Crystallisation conditions and crystal data of RR02 receiver domain forms
| Parameter | Result for crystal:
|
|||
|---|---|---|---|---|
| 1NXT | 1NXP | 1NXW | 1NXO | |
| Buffer | 0.1 M phosphate/citrate pH 4.0 | 0.1 M phosphate/citrate pH 4.5 | 0.1 M Acetate pH 5.1 | 0.1 M Tris pH 7.0 |
| Precipitant | 40% (vol/vol) PEG-300 | 40% (vol/vol) PEG-300 | 40% (vol/vol) PEG-300 | 40% (vol/vol) PEG-300 |
| Overall pH | 5.7 | 5.9 | 6.9 | 7.1 |
| Crystal system | C-centered orthorhombic | C-centerd orthorhombic | C-centered orthorhombic | C-centered orthorhombic |
| Space group | C2221 | C2221 | C2221 | C2221 |
| Vm (Å3 Da−1) | 2.63 | 2.61 | 2.59 | 2.62 |
| Solvent content (%) | 53.23 | 52.96 | 52.45 | 53.09 |
| Molecules per A.U | 1 | 1 | 1 | 1 |
| Unit cell parameters | ||||
| a | 79.69 Å | 79.39 Å | 78.35 Å | 80.31 Å |
| b | 92.83 Å | 92.69 Å | 92.62 Å | 92.51 Å |
| c | 36.79 Å | 36.77 Å | 36.89 Å | 36.52 Å |
| α | 90° | 90° | 90° | 90° |
| β | 90° | 90° | 90° | 90° |
| γ | 90° | 90° | 90° | 90° |
| Upper diffraction limit | 2.34 | 1.70 | 1.82 | 1.38 |
Data collection.
Crystals were cryocooled in a stream of nitrogen gas at 100 K, with the low-molecular-weight PEG from the crystallization medium acting as the cryoprotectant.

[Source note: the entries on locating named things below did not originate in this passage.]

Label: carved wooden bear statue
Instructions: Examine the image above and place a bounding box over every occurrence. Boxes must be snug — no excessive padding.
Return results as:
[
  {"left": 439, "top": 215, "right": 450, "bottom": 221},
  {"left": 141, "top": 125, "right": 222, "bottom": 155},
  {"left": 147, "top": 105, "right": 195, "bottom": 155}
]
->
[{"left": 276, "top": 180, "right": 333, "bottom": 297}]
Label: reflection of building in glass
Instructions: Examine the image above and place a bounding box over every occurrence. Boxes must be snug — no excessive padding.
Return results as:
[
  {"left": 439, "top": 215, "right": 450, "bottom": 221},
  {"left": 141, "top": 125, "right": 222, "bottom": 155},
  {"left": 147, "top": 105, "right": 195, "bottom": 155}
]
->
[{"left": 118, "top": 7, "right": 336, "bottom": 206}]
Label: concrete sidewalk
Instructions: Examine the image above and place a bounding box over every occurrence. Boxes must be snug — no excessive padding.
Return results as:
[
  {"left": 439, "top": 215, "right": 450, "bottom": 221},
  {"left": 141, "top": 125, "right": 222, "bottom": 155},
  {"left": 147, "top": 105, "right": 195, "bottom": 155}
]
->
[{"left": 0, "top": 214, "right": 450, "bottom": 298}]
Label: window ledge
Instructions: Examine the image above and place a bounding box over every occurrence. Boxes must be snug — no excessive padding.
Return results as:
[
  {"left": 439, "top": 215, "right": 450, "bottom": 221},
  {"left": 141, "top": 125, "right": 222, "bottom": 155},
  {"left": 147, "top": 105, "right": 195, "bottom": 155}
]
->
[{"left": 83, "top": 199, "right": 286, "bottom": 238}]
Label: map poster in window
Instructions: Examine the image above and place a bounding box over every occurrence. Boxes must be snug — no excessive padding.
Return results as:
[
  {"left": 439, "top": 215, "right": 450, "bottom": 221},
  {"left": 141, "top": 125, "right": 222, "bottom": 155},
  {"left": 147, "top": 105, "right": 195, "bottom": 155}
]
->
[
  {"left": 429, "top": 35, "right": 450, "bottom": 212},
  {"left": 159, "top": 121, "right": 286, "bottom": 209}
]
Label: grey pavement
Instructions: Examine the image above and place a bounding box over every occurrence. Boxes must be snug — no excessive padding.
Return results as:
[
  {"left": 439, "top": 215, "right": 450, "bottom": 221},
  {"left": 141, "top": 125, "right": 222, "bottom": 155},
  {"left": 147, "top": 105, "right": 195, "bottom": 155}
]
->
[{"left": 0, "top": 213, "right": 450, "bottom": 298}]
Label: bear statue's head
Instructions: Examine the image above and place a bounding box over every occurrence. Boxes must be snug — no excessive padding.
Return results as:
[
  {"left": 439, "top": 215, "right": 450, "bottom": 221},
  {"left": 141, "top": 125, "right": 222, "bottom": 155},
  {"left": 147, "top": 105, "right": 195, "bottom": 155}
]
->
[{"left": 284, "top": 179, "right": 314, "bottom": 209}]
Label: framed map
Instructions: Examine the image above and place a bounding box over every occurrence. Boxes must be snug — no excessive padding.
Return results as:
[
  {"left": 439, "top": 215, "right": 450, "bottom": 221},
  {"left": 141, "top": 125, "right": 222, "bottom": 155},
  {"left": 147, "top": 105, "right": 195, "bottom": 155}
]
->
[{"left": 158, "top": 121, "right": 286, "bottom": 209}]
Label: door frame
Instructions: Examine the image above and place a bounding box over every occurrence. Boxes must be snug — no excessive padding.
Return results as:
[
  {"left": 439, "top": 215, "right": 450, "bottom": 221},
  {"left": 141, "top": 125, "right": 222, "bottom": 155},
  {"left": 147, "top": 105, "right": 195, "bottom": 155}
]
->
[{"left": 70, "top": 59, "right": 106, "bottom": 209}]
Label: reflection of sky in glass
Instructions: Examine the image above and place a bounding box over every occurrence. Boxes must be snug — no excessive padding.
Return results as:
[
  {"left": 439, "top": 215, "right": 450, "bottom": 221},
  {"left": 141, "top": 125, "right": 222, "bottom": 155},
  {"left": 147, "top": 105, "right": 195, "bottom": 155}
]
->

The data sets were collected at 100 K on the synchrotron beam lines 14.1 and 14.2 (SRS, Daresbury, United Kingdom), XRD-1 (Elettra, Trieste, Italy), and BM-14 (ESRF, Grenoble, France). Data processing and scaling were performed using MOSFLM (A. G. W. Leslie, Abstr. Proc. Daresbury Study Weekend, SERC, Daresbury Laboratory, Warrington, United Kingdom, p. 39-50, 1987) and SCALA (P. R. Evans, Abstr. Proc. CCP4 Study Weekend Data Collection Processing, p. 114-122, 1993), with other computations carried out using the CCP4 suite of programs (11) except where otherwise stated. Full data processing statistics and parameters are shown in Table 2.
TABLE 2.
Crystallographic data collection and refinement statistics
| Parameter | Result for crystal:
|
|||
|---|---|---|---|---|
| 1NXP | 1NXW | 1NXT | 1NXO | |
| Beam line and location | 14.2, SRS, Daresbury, UKa | BM14, ESRF, France | XRD-1, Elettra, Trieste, Italy | 14.2, SRS, Daresbury, UK |
| Wavelength (Å) | 0.978 | 1.024 | 1.800 | 0.978 |
| Resolution (Å) | 31.47-1.82 | 28.87-1.92 | 30.86-2.34 | 40.16-1.85 |
| Oscillation (°) | 1.0 | 1.0 | 1.0 | 1.0 |
| No. of measurements | 199,669 | 345,059 | 110,950 | 260,225 |
| No. unique | 11,155 | 10,522 | 5,398 | 12,010 |
| Completeness (%) (outer shell) | 98.60 (99.3) | 99.04 (99.0) | 98.96 | 99.43 (100.0) |
| Rsym (%) | 7.2 (34.5) | 4.5 (21.1) | 5.2 (11.6) | 8.4 (23.7) |
| (I)/(σ) | 7.7 (2.1) | 9.1 (3.6) | 11.6 (5.1) | 7.0 (2.4) |
| Rcryst (%) (outer shell) | 17.87 (22.4) | 18.46 (22.8) | 18.99 | 16.59 (23.6) |
| Rfree (%) (outer shell) | 23.04 (28.3) | 22.38 (19.4) | 23.76 | 21.81 (31.4) |
| Mean temperature B-factor (Å2) | 26.21 | 28.02 | 37.03 | 28.22 |
| Active site complex | Phosphate | Acetate | Native | Native |
| Residues missing due to poor density | Met-1 and Gln-120 | Met-1 and Gln-120 | Met-1, Glu-57, Ile-58, and Gln-120 | Met-1, Leu-55, Pro-56, Glu-57, and Gln-120 |
| Correlation coefficient after MRb | 0.673 | 0.684 | NAc | 0.667 |
| Rcryst after MR | 0.377 | 0.373 | NA | 0.381 |
UK, United Kingdom.
MR, molecular replacement.
NA, not applicable.
Phase determination using SAD, model building, and refinement.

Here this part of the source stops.